Robust Deep Network with Maximum Correntropy Criterion for Seizure Detection

1Qiushi Academy for Advanced Studies, Zhejiang University, Hangzhou 310027, China
2Department of Computer Science, Zhejiang University, Hangzhou 310027, China
3Second Affiliated Hospital of Zhejiang University, College of Medicine, Hangzhou 310000, China
4Department of Biomedical Engineering, Zhejiang University, Hangzhou 310027, China

Received 27 March 2014; Accepted 4 June 2014; Published 6 July 2014

Academic Editor: Ting Zhao

Copyright © 2014 Yu Qi et al. This is an open access article distributed under the Creative Commons Attribution License, which permits unrestricted use, distribution, and reproduction in any medium, provided the original work is properly cited.


Effective seizure detection from long-term EEG is highly important for seizure diagnosis. Existing methods usually design the feature and classifier individually, while little work has been done for the simultaneous optimization of the two parts. This work proposes a deep network to jointly learn a feature and a classifier so that they could help each other to make the whole system optimal. To deal with the challenge of the impulsive noises and outliers caused by EMG artifacts in EEG signals, we formulate a robust stacked autoencoder (R-SAE) as a part of the network to learn an effective feature. In R-SAE, the maximum correntropy criterion (MCC) is proposed to reduce the effect of noise/outliers.
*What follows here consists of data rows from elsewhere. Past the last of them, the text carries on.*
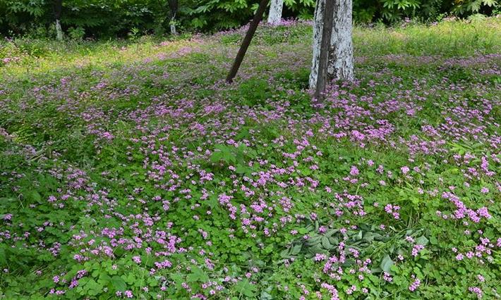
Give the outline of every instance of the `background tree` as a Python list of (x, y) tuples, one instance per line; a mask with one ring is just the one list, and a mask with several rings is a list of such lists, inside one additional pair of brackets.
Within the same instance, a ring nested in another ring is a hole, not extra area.
[(58, 41), (63, 40), (63, 30), (61, 27), (61, 13), (63, 11), (63, 0), (54, 0), (52, 5), (54, 17), (56, 19), (56, 38)]
[[(315, 9), (313, 23), (313, 58), (310, 74), (310, 88), (315, 89), (318, 78), (320, 43), (325, 12), (325, 1), (318, 0)], [(334, 1), (333, 26), (329, 49), (327, 80), (353, 81), (353, 42), (351, 32), (351, 0)]]
[(179, 2), (178, 0), (169, 0), (169, 9), (171, 11), (171, 20), (169, 24), (172, 35), (177, 35), (177, 30), (176, 30), (176, 15), (177, 14), (179, 6)]
[(284, 0), (272, 0), (268, 14), (268, 24), (278, 24), (282, 20), (282, 10)]

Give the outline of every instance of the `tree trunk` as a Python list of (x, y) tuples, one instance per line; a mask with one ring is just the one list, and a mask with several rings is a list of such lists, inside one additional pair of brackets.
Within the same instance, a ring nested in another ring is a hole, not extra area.
[(171, 18), (171, 34), (174, 35), (177, 35), (177, 30), (176, 30), (176, 17), (173, 16)]
[[(330, 80), (353, 81), (353, 29), (352, 0), (330, 0), (334, 2), (334, 26), (331, 38), (331, 53), (327, 68)], [(325, 0), (318, 0), (313, 25), (313, 59), (310, 74), (310, 88), (315, 89), (318, 77), (318, 60), (320, 56), (322, 27), (325, 10)]]
[(63, 11), (63, 0), (54, 0), (52, 6), (54, 17), (56, 19), (56, 39), (63, 40), (63, 30), (61, 28), (61, 13)]
[(56, 39), (57, 39), (58, 41), (63, 40), (63, 30), (61, 28), (59, 20), (56, 20)]
[(179, 3), (178, 0), (169, 0), (169, 8), (171, 11), (171, 21), (169, 25), (171, 27), (171, 34), (176, 35), (177, 30), (176, 30), (176, 15), (177, 14)]
[(282, 9), (284, 7), (284, 0), (272, 0), (268, 14), (268, 24), (277, 25), (282, 20)]
[(315, 91), (315, 98), (319, 103), (323, 101), (329, 75), (327, 67), (330, 62), (330, 55), (331, 51), (331, 37), (332, 35), (334, 1), (327, 1), (324, 8), (323, 24), (322, 25), (322, 39), (320, 41), (320, 55), (318, 59), (318, 75), (317, 76), (317, 86)]

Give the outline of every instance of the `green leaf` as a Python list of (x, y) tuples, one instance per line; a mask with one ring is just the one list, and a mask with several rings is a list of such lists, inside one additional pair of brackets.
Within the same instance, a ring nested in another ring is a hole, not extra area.
[(236, 291), (241, 294), (246, 296), (248, 298), (253, 298), (255, 296), (256, 287), (254, 285), (251, 285), (247, 279), (239, 282), (235, 285)]
[(120, 276), (113, 276), (111, 277), (111, 285), (117, 291), (123, 292), (127, 289), (127, 284)]
[(390, 273), (392, 265), (393, 265), (393, 261), (392, 261), (392, 258), (388, 254), (386, 254), (385, 257), (382, 258), (380, 267), (383, 271)]
[(416, 244), (418, 245), (426, 246), (428, 244), (428, 239), (424, 235), (416, 239)]

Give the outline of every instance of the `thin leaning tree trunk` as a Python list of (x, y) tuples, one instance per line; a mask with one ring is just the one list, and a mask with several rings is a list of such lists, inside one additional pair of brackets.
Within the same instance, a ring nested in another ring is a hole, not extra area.
[(268, 14), (268, 24), (279, 24), (282, 20), (282, 10), (284, 8), (284, 0), (272, 0)]
[(63, 11), (63, 0), (54, 0), (52, 9), (56, 19), (56, 39), (63, 40), (63, 29), (61, 27), (61, 13)]
[(254, 37), (254, 33), (255, 32), (255, 30), (258, 29), (258, 25), (261, 21), (261, 18), (262, 18), (263, 13), (265, 13), (265, 11), (266, 10), (266, 6), (268, 4), (269, 1), (270, 0), (261, 0), (261, 2), (259, 4), (258, 11), (255, 12), (255, 15), (252, 19), (250, 24), (249, 24), (249, 29), (247, 30), (247, 33), (246, 34), (246, 36), (243, 38), (243, 41), (242, 41), (242, 44), (240, 46), (239, 52), (236, 54), (236, 57), (235, 57), (235, 61), (233, 63), (233, 65), (231, 65), (231, 69), (229, 70), (228, 76), (227, 76), (226, 77), (227, 82), (233, 82), (233, 79), (236, 75), (237, 72), (239, 72), (240, 65), (242, 63), (242, 61), (243, 61), (243, 57), (246, 56), (247, 49), (250, 44), (252, 38), (253, 37)]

Unlike the mean square error (MSE), the output of the new kernel MCC increases more slowly than that of MSE when the input goes away from the center. Thus, the effect of those noises/outliers positioned far away from the center can be suppressed. The proposed method is evaluated on six patients of 33.6 hours of scalp EEG data. Our method achieves a sensitivity of 100% and a specificity of 99%, which is promising for clinical applications.